Another great article on the current Avatar dilemma, or so I'll call it, comes from Graeme McMillan at io9. He addresses two issues surrounding the movie, the first being that it "better not" fail because this year has already brought us too many fanboy upsets (they claim Terminator Salvation is one of them); and secondly that there's almost no way it can live up to all the hype, and, that we're building up our expectations so much thanks to our imagination and not actual footage. Which is why I am so intrigued by the response coming from Comic-Con - now that we've seen some footage, is our excitement and hype actually justified? At this point, I want to say "no," but I'm going to wait until the 21st to give you a real answer to that.

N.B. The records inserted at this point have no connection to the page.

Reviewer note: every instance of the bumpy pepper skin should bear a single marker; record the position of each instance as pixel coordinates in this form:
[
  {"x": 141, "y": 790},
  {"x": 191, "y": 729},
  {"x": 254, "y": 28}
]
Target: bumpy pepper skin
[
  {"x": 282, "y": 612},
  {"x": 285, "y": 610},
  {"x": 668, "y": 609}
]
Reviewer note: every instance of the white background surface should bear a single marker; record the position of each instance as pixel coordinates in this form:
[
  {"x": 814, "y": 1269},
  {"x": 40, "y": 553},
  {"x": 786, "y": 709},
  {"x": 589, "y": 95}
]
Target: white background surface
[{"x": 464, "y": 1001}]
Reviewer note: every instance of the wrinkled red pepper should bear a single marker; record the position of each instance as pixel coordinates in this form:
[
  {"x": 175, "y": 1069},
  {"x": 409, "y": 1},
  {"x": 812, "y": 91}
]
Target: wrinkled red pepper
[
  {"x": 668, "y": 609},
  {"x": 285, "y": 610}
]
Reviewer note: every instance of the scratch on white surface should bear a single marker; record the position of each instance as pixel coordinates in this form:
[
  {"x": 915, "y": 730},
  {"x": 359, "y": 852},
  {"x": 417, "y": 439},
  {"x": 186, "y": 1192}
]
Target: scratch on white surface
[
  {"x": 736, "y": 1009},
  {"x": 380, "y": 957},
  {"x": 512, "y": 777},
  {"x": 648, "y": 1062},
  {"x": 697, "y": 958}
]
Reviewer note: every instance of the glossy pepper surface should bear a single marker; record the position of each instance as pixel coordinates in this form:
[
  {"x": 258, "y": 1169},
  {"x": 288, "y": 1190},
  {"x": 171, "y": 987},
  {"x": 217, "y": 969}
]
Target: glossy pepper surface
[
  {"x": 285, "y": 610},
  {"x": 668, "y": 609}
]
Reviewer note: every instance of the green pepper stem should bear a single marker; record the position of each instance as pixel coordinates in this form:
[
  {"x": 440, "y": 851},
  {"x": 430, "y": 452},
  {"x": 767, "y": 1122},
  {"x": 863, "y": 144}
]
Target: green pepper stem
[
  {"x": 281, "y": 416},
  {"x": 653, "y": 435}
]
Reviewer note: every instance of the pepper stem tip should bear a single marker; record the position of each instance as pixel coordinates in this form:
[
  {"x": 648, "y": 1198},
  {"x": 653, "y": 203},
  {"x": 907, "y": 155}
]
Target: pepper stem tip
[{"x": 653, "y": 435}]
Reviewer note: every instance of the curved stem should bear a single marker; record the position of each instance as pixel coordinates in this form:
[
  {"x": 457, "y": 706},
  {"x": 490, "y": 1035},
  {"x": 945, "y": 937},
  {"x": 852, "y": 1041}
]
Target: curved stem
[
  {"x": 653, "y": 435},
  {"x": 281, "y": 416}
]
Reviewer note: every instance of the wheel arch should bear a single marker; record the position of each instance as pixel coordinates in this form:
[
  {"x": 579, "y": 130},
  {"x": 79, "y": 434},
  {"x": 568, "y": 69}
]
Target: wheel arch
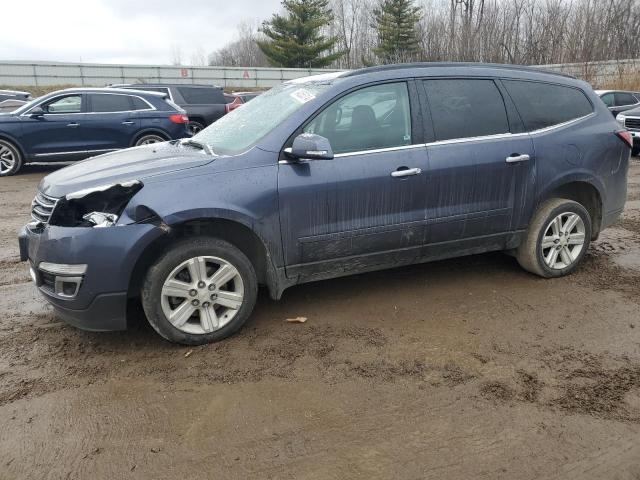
[
  {"x": 9, "y": 138},
  {"x": 149, "y": 131},
  {"x": 232, "y": 231},
  {"x": 585, "y": 190}
]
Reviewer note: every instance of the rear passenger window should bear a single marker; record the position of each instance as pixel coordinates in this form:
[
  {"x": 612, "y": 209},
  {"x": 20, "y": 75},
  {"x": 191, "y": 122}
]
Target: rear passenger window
[
  {"x": 542, "y": 105},
  {"x": 367, "y": 119},
  {"x": 102, "y": 103},
  {"x": 464, "y": 108},
  {"x": 139, "y": 104},
  {"x": 623, "y": 99},
  {"x": 196, "y": 95},
  {"x": 608, "y": 99}
]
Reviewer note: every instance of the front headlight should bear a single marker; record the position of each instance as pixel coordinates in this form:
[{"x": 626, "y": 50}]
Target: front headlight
[{"x": 94, "y": 207}]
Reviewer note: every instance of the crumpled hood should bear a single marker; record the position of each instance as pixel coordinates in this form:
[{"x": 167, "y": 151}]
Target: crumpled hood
[{"x": 122, "y": 166}]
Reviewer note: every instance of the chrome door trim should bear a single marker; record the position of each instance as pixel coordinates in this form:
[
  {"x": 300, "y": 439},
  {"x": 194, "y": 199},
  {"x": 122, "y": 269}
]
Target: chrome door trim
[
  {"x": 459, "y": 140},
  {"x": 75, "y": 153}
]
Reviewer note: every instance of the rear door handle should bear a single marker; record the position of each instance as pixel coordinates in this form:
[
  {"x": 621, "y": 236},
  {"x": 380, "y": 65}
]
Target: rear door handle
[
  {"x": 406, "y": 172},
  {"x": 518, "y": 158}
]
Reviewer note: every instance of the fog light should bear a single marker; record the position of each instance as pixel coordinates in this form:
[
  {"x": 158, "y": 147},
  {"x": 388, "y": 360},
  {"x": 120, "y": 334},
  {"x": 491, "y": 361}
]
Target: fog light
[
  {"x": 63, "y": 268},
  {"x": 33, "y": 275},
  {"x": 67, "y": 286}
]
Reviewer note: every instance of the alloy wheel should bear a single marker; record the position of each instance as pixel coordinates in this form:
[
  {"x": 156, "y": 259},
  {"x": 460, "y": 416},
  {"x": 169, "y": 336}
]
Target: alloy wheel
[
  {"x": 7, "y": 159},
  {"x": 202, "y": 295},
  {"x": 563, "y": 240},
  {"x": 150, "y": 139}
]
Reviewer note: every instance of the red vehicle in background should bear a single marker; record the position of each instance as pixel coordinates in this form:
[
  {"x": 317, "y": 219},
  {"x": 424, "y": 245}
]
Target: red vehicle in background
[{"x": 236, "y": 99}]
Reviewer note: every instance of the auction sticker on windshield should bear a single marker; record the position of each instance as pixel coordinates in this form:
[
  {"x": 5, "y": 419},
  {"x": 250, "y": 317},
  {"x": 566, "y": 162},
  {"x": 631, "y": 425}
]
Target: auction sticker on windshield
[{"x": 302, "y": 95}]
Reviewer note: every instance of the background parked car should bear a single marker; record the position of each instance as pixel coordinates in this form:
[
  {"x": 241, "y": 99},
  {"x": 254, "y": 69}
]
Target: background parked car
[
  {"x": 236, "y": 99},
  {"x": 631, "y": 120},
  {"x": 77, "y": 123},
  {"x": 618, "y": 100},
  {"x": 11, "y": 99},
  {"x": 204, "y": 104}
]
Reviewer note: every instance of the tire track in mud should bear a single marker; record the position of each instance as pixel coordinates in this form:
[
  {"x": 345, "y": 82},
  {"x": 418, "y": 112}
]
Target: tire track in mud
[{"x": 570, "y": 381}]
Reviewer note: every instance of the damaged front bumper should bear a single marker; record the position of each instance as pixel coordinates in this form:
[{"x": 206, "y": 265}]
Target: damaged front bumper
[{"x": 93, "y": 297}]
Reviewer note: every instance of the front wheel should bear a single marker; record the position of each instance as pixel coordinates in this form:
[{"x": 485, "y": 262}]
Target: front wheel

The last little tidbit I want to throw out there is the possibility that what has been shown publicly so far - roughly 25 minutes - is still not a good representation of the complete story we'll see over the course of Cameron's three-hour movie. As baffling as it may be, there's the possibility that the story could be as exceptional as anything Cameron has done before, and we just haven't seen enough to get that sense. So, when we see a trailer and 15 more minutes of footage on the 21st, our expectations could be kicked back up a notch because we finally get a real sense and it does look incredible (combined with breathtaking visuals).
Anyway, at this point I think I'm getting too far ahead of myself, almost right back to the point where all I'm doing is building up my own expectations once again. And oddly, I'm doing this even after having seen 25 minutes from Avatar. It's almost like I'm pretending I haven't seen anything yet, or I'm just trying to fool myself into believing I haven't seen enough. I don't really know? As excited as I am for December 18th to arrive so that we can see this in all of its glory, I'm probably more excited for August 21st. That's going to be a big day for Fox, for James Cameron, and for everyone. Calling it "Avatar Day" couldn't be more fitting.